The city took possession of the stairs on July 1, 2020. After consideration of the significant liability and maintenance expense for the city, along with the impact to the quality of life of nearby residents, the city manager was urged to remove the stairs by non-binding Resolution 21-154, which was unanimously passed by the city council in September 2021. The budgeted cost to remove the stairs grew to $1.3 million. Friends of Haiku Stairs, a volunteer group aimed at preserving the trail, objected to the decision, saying they have a plan managing safe public access and trespassing at no taxpayer cost. The mayor said that removal will proceed as a high-use tourist attraction is inappropriate with an entrance through a residential neighborhood that lacks the room for necessary facilities such as parking. The city announced in April 2024 that the nearly $2.6 million removal process would begin by the end of the month. The contract to remove the stairs was awarded to Nakoa Companies, Inc. As of April 16, 2024, it has been announced that it will be demolished. Honolulu Mayor Rick Blangiardi said "I can promise you that this was not a capricious decision". As crews began the dismantling process to prepare the stair sections to be flown out by helicopter, the police gave out citations to people attempting to ascend the trail by entering a construction area.

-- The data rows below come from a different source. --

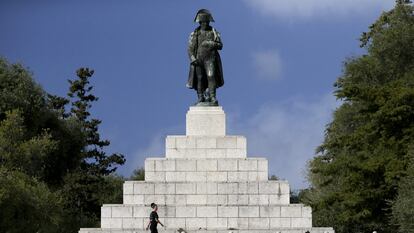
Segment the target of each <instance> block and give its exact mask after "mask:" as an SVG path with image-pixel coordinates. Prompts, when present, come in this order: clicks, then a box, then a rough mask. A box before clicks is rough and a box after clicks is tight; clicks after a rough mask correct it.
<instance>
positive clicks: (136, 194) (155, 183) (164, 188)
mask: <svg viewBox="0 0 414 233" xmlns="http://www.w3.org/2000/svg"><path fill="white" fill-rule="evenodd" d="M123 194H124V197H125V196H126V195H164V196H167V195H213V194H217V195H249V194H250V195H276V196H280V197H281V198H282V199H283V198H286V197H282V196H287V198H289V194H290V189H289V183H288V182H287V181H283V180H266V181H254V182H248V181H241V182H148V181H125V182H124V187H123ZM143 198H144V199H143V201H145V196H144V197H143Z"/></svg>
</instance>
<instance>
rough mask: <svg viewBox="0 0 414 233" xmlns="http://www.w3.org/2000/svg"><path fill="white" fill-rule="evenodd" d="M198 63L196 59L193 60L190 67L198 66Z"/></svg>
mask: <svg viewBox="0 0 414 233" xmlns="http://www.w3.org/2000/svg"><path fill="white" fill-rule="evenodd" d="M199 63H200V62H199V61H198V59H195V60H194V61H192V62H191V65H195V66H196V65H198V64H199Z"/></svg>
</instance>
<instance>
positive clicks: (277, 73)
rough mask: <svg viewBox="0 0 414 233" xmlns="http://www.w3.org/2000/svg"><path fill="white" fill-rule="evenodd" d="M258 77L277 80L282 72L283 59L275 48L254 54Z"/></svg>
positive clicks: (257, 74)
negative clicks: (270, 49) (271, 49)
mask: <svg viewBox="0 0 414 233" xmlns="http://www.w3.org/2000/svg"><path fill="white" fill-rule="evenodd" d="M252 58H253V66H254V68H255V71H256V74H257V75H256V77H258V78H261V79H267V80H277V79H280V78H281V74H282V59H281V58H280V55H279V53H278V52H276V51H274V50H265V51H259V52H255V53H253V54H252Z"/></svg>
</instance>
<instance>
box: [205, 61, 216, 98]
mask: <svg viewBox="0 0 414 233" xmlns="http://www.w3.org/2000/svg"><path fill="white" fill-rule="evenodd" d="M205 69H206V75H207V80H208V90H209V94H210V102H211V103H212V104H214V105H216V104H218V101H217V98H216V87H217V84H216V78H215V67H214V60H212V61H207V62H206V63H205Z"/></svg>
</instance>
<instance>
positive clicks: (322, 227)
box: [79, 227, 335, 233]
mask: <svg viewBox="0 0 414 233" xmlns="http://www.w3.org/2000/svg"><path fill="white" fill-rule="evenodd" d="M148 232H149V231H146V230H144V229H143V228H124V229H102V228H81V229H80V231H79V233H148ZM158 232H160V233H335V231H334V230H333V228H331V227H312V228H289V229H287V228H274V229H269V230H262V229H250V230H235V229H226V230H202V229H199V230H186V231H182V230H181V229H178V228H177V229H164V228H162V227H158Z"/></svg>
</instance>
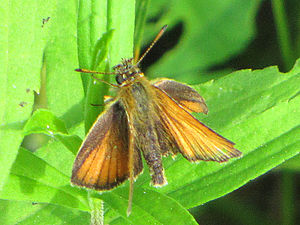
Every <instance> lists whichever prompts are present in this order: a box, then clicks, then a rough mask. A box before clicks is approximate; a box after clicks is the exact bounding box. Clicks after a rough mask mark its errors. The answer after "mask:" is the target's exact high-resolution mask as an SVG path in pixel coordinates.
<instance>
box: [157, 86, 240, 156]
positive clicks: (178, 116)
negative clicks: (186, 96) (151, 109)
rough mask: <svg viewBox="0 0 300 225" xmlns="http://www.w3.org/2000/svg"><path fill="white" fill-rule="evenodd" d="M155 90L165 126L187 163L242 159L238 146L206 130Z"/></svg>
mask: <svg viewBox="0 0 300 225" xmlns="http://www.w3.org/2000/svg"><path fill="white" fill-rule="evenodd" d="M155 89H156V94H157V98H158V102H159V105H158V107H157V108H158V115H160V118H161V122H162V123H163V124H164V127H165V129H166V130H167V131H168V132H169V135H170V136H172V137H173V139H174V141H175V142H176V144H177V145H178V147H179V151H180V152H181V154H182V155H183V156H184V157H185V158H186V159H188V160H189V161H198V160H205V161H218V162H225V161H227V160H228V159H230V158H233V157H239V156H241V154H242V153H241V152H240V151H238V150H237V149H235V148H234V147H233V146H234V143H232V142H231V141H229V140H227V139H226V138H224V137H222V136H221V135H219V134H217V133H215V132H214V131H213V130H211V129H209V128H208V127H206V126H205V125H204V124H203V123H201V122H200V121H198V120H197V119H196V118H195V117H193V116H192V115H191V114H190V113H188V112H187V111H186V110H185V109H184V108H183V107H181V106H179V105H178V104H177V103H176V102H175V101H173V100H172V99H171V98H170V97H169V96H168V95H167V94H165V93H164V92H163V91H161V90H160V89H159V88H156V87H155Z"/></svg>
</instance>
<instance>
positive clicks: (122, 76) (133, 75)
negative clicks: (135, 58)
mask: <svg viewBox="0 0 300 225" xmlns="http://www.w3.org/2000/svg"><path fill="white" fill-rule="evenodd" d="M113 69H114V71H115V73H116V74H117V75H116V81H117V83H118V84H120V85H123V84H127V83H128V82H131V81H133V80H134V79H135V78H136V77H137V76H141V75H143V73H142V72H141V70H140V68H139V67H138V66H137V65H136V64H134V62H133V58H130V59H122V62H121V63H120V64H118V65H116V66H114V67H113Z"/></svg>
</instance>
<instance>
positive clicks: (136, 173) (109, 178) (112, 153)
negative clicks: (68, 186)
mask: <svg viewBox="0 0 300 225" xmlns="http://www.w3.org/2000/svg"><path fill="white" fill-rule="evenodd" d="M128 141H129V133H128V123H127V117H126V113H125V111H124V109H123V107H122V106H121V105H120V103H119V102H115V103H113V104H112V105H111V106H110V108H109V109H108V110H107V111H105V112H103V113H102V114H100V115H99V117H98V119H97V120H96V122H95V123H94V125H93V126H92V127H91V129H90V131H89V133H88V135H87V137H86V139H85V140H84V142H83V144H82V145H81V147H80V150H79V153H78V155H77V157H76V160H75V162H74V166H73V170H72V178H71V182H72V183H73V184H75V185H78V186H83V187H88V188H92V189H96V190H109V189H112V188H114V187H116V186H118V185H119V184H121V183H122V182H124V181H125V180H126V179H128V177H129V165H128V161H129V155H128V154H129V153H128ZM133 158H134V175H135V176H137V175H138V174H139V173H141V171H142V170H143V164H142V160H141V155H140V153H139V152H137V151H135V154H134V157H133Z"/></svg>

On June 12, 2025 non-profit Friends of Haʻikū Stairs filed a lawsuit, asking the court to reverse the decision to demolish the Haʻikū Stairs.

==Incidents==
In August 2012, Don Tiki show singer and comedian Fritz Hasenpusch died of a heart attack during his Haʻikū Stair climb. There have never been any serious injuries or deaths due to an accident on the stairs.

There have been several other minor injuries over the years, and between 2021 and 2022, there were more injuries and rescues of hikers trying to access the top of the stairs through the hiking trail via the Moanalua ridge, which is longer and more difficult, resulting in many hikers being rescued near the Haʻikū Stairs and not on the stairs themselves.

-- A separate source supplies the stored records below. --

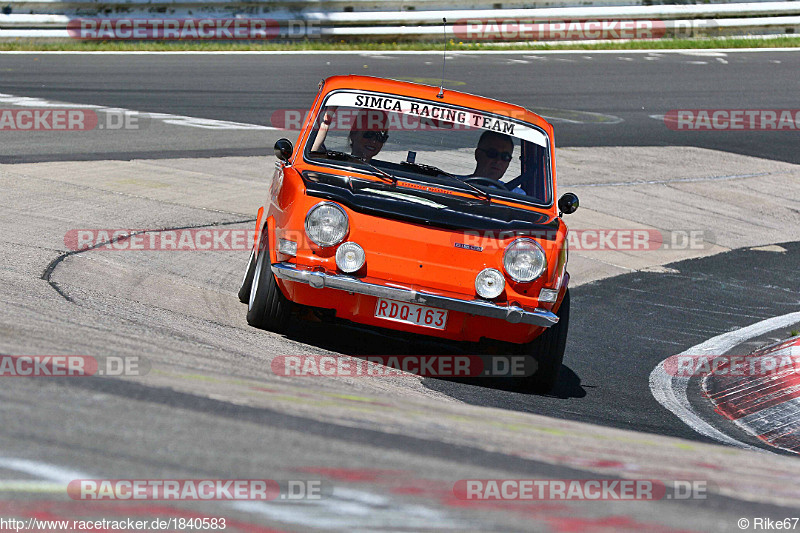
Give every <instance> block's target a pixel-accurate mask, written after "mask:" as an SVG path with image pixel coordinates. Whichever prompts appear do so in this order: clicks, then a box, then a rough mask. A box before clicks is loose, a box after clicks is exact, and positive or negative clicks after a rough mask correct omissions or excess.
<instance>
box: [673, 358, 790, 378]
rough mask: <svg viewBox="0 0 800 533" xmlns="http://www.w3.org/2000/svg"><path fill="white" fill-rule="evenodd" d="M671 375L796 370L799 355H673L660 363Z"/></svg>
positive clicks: (730, 376) (678, 375)
mask: <svg viewBox="0 0 800 533" xmlns="http://www.w3.org/2000/svg"><path fill="white" fill-rule="evenodd" d="M662 366H663V368H664V371H665V372H666V373H667V374H668V375H670V376H675V377H685V378H688V377H695V376H700V377H702V376H710V375H715V376H726V377H759V376H774V375H777V374H796V373H800V356H797V355H795V356H792V355H788V354H774V355H770V354H766V355H746V356H745V355H673V356H671V357H668V358H667V359H665V360H664V362H663V363H662Z"/></svg>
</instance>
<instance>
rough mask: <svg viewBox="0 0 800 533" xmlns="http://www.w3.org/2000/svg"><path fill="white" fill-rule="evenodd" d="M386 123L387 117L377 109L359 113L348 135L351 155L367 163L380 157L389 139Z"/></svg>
mask: <svg viewBox="0 0 800 533" xmlns="http://www.w3.org/2000/svg"><path fill="white" fill-rule="evenodd" d="M386 123H387V116H386V113H385V112H383V111H380V110H376V109H364V110H362V111H359V113H358V115H356V120H355V121H354V122H353V127H352V128H351V129H350V134H349V135H348V141H349V142H350V150H351V154H352V155H354V156H356V157H361V158H363V159H364V160H365V161H367V162H370V161H371V160H372V158H373V157H375V156H376V155H378V152H380V151H381V149H382V148H383V144H384V143H385V142H386V140H387V139H388V138H389V133H388V131H387V128H386Z"/></svg>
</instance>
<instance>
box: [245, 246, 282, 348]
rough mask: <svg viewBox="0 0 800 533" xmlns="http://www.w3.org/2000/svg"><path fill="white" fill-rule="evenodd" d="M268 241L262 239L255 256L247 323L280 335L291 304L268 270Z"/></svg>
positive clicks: (249, 298) (269, 262)
mask: <svg viewBox="0 0 800 533" xmlns="http://www.w3.org/2000/svg"><path fill="white" fill-rule="evenodd" d="M269 257H270V254H269V240H268V238H267V237H266V235H265V237H264V241H263V244H262V246H261V250H260V251H259V252H258V255H257V256H256V262H255V266H254V268H253V281H252V283H251V287H250V298H249V301H248V304H247V323H248V324H250V325H251V326H254V327H257V328H261V329H267V330H270V331H274V332H276V333H281V332H283V331H284V330H285V329H286V326H287V324H288V322H289V314H290V312H291V302H290V301H289V299H288V298H286V296H284V295H283V293H282V292H281V289H280V287H278V282H277V281H275V275H274V274H273V273H272V269H271V268H270V267H271V265H270V260H269Z"/></svg>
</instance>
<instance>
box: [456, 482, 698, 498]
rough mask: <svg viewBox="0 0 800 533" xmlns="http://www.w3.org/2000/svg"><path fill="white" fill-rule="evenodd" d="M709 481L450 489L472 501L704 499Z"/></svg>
mask: <svg viewBox="0 0 800 533" xmlns="http://www.w3.org/2000/svg"><path fill="white" fill-rule="evenodd" d="M707 493H708V482H706V481H698V480H674V481H672V482H671V486H670V487H667V485H666V484H665V483H664V482H662V481H659V480H655V479H636V480H631V479H625V480H619V479H462V480H459V481H457V482H456V483H455V485H454V486H453V494H454V495H455V497H456V498H458V499H459V500H474V501H585V500H611V501H654V500H663V499H668V500H672V499H675V500H691V499H698V500H704V499H706V497H707Z"/></svg>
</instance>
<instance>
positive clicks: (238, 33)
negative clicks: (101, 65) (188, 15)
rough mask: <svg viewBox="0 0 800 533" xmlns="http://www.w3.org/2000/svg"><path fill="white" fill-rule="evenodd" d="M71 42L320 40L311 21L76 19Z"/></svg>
mask: <svg viewBox="0 0 800 533" xmlns="http://www.w3.org/2000/svg"><path fill="white" fill-rule="evenodd" d="M67 33H68V34H69V36H70V37H71V38H73V39H80V40H86V41H97V40H102V41H131V40H133V41H136V40H148V41H153V40H156V41H230V40H234V41H241V40H270V39H313V38H319V37H320V36H321V30H320V23H319V22H318V21H313V20H299V19H298V20H285V21H280V22H279V21H277V20H275V19H266V18H264V19H262V18H213V17H207V18H76V19H72V20H70V21H69V22H68V23H67Z"/></svg>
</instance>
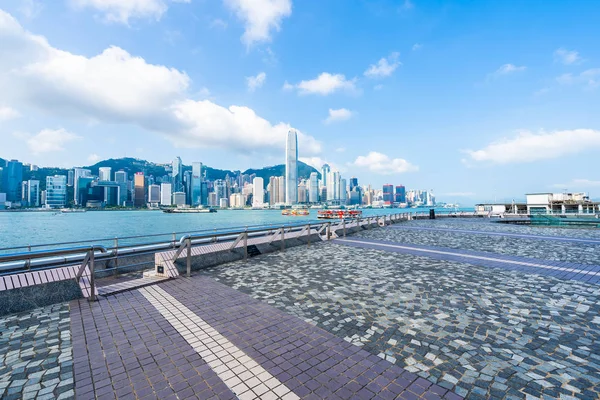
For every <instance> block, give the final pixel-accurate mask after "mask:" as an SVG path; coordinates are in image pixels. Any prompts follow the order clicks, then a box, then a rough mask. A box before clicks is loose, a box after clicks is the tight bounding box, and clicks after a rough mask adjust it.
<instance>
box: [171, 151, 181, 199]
mask: <svg viewBox="0 0 600 400" xmlns="http://www.w3.org/2000/svg"><path fill="white" fill-rule="evenodd" d="M172 168H173V173H172V180H173V191H174V192H182V191H183V163H182V162H181V157H175V159H174V160H173V164H172Z"/></svg>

In 2014, six people were arrested and 135 were cited for climbing the stairs. The City Prosecutors Office said that criminal trespass in the second degree carries a $1000 fine.

In late August to early September 2024, fourteen people were arrested for accessing the stairs. Everyone arrested was charged with criminal trespassing, a misdemeanor that can result in up to 30 days in jail. Eight of the fourteen were arrested on September 3, although it was not clear if they hiked together.